Tesla’s bold claims about its autonomous driving capabilities and the competitive positioning of its Robotaxi service are at the heart of the current complaint.
Tesla’s Misleading Claims
According to the lawsuit, Tesla and three of its current and/or former senior officers (the Defendants) repeatedly made false and misleading public statements throughout the Class Period. In particular, they are accused of omitting truthful information about the efficacy of Tesla’s autonomous driving technology, and the potential for dangerous or illegal operation of its autonomous driving vehicles (such as the Robotaxi), from SEC filings and related material.
For instance, during the Class Period, Tesla’s CEO kept reiterating the company’s autonomous driving capabilities and promises for the launch of its Robotaxi business. In an earnings call, Musk stated that “With Autopilot and FSD, we’ve now surpassed 150 million miles driven using the FSD beta, and that number is growing rapidly.” He added that the data gives Tesla a unique advantage that no one else has, and anyone familiar with AI would know how critical data is for training and achieving strong results.
Additionally, in an earnings call held on July 23, 2024, Musk noted that the company has made strong progress on FSD in Q2, and with version 12.5 rolling out, customers should see a major improvement in supervised driving performance.
Finally, in another earnings call dated January 29, 2025, the CEO noted that Tesla planned to launch unsupervised Full Self-Driving as a paid service in Austin in June. The Tesla team was confident about starting the initial rollout with no driver in the car.
However, subsequent events (detailed below) have revealed that the defendants overstated the effectiveness of Tesla’s autonomous driving technology.
Plaintiffs’ Arguments
The plaintiffs maintain that the defendants deceived investors by lying and withholding critical information about the company’s business practices and prospects during the Class Period. Importantly, the defendants failed to inform investors about a substantial risk that the company’s autonomous vehicles, including the Robotaxi, could operate unsafely or fail to comply with traffic laws.
The information became clear on June 23, 2025, when Bloomberg reported on a Tesla event held in Houston the day before. The report noted that Tesla’s self-driving taxis appeared to break traffic laws on their first day of paid rides, including one incident of a faulty left turn and others where cars went over the speed limit.
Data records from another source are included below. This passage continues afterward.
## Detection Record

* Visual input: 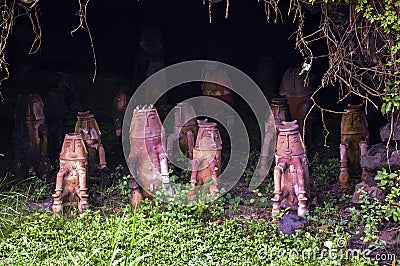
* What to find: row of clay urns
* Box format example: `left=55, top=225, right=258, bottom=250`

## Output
left=128, top=105, right=222, bottom=206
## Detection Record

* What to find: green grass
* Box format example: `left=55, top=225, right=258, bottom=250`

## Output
left=0, top=156, right=396, bottom=266
left=0, top=196, right=376, bottom=265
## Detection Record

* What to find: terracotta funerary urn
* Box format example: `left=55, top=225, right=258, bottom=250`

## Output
left=128, top=105, right=173, bottom=206
left=339, top=104, right=369, bottom=188
left=51, top=133, right=89, bottom=215
left=271, top=120, right=310, bottom=216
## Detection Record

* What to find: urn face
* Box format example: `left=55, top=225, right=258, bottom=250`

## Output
left=60, top=133, right=87, bottom=161
left=129, top=106, right=163, bottom=139
left=271, top=97, right=291, bottom=125
left=26, top=93, right=45, bottom=121
left=276, top=121, right=304, bottom=157
left=340, top=105, right=367, bottom=135
left=75, top=111, right=101, bottom=144
left=194, top=120, right=222, bottom=151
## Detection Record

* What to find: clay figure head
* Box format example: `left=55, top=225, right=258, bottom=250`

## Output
left=195, top=119, right=222, bottom=151
left=26, top=93, right=45, bottom=121
left=60, top=133, right=87, bottom=161
left=276, top=120, right=304, bottom=157
left=129, top=105, right=163, bottom=138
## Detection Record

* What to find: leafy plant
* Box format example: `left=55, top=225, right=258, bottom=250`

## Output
left=375, top=168, right=400, bottom=222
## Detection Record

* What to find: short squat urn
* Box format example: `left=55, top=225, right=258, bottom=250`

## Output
left=51, top=133, right=89, bottom=215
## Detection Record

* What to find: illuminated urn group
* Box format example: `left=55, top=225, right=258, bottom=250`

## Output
left=113, top=90, right=129, bottom=138
left=271, top=120, right=310, bottom=216
left=128, top=105, right=173, bottom=206
left=75, top=111, right=107, bottom=170
left=339, top=104, right=369, bottom=188
left=189, top=119, right=222, bottom=197
left=279, top=68, right=313, bottom=140
left=51, top=133, right=89, bottom=215
left=167, top=102, right=198, bottom=159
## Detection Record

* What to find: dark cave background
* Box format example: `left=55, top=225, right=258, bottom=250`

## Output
left=0, top=0, right=388, bottom=179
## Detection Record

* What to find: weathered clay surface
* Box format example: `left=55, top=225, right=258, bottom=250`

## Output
left=52, top=133, right=89, bottom=215
left=271, top=121, right=310, bottom=216
left=128, top=106, right=173, bottom=206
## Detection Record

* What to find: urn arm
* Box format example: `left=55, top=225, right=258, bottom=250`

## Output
left=186, top=130, right=195, bottom=159
left=167, top=131, right=179, bottom=153
left=190, top=159, right=200, bottom=186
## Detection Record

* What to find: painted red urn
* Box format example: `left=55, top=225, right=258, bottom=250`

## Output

Furthermore, Bloomberg reported that the U.S. National Highway Traffic Safety Administration (NHTSA) contacted Tesla about the incidents, stating it was aware of the videos shared on social media and was seeking more information from the company. Following the news, TSLA stock kept declining for a couple of trading sessions, losing over 13% between June 23 and July 1.
To conclude, the defendants failed to inform investors about the potential risks associated with Tesla’s Robotaxi business and the likelihood that the company would face heightened regulatory scrutiny. Despite these issues, TSLA stock has gained 5.5% so far this year.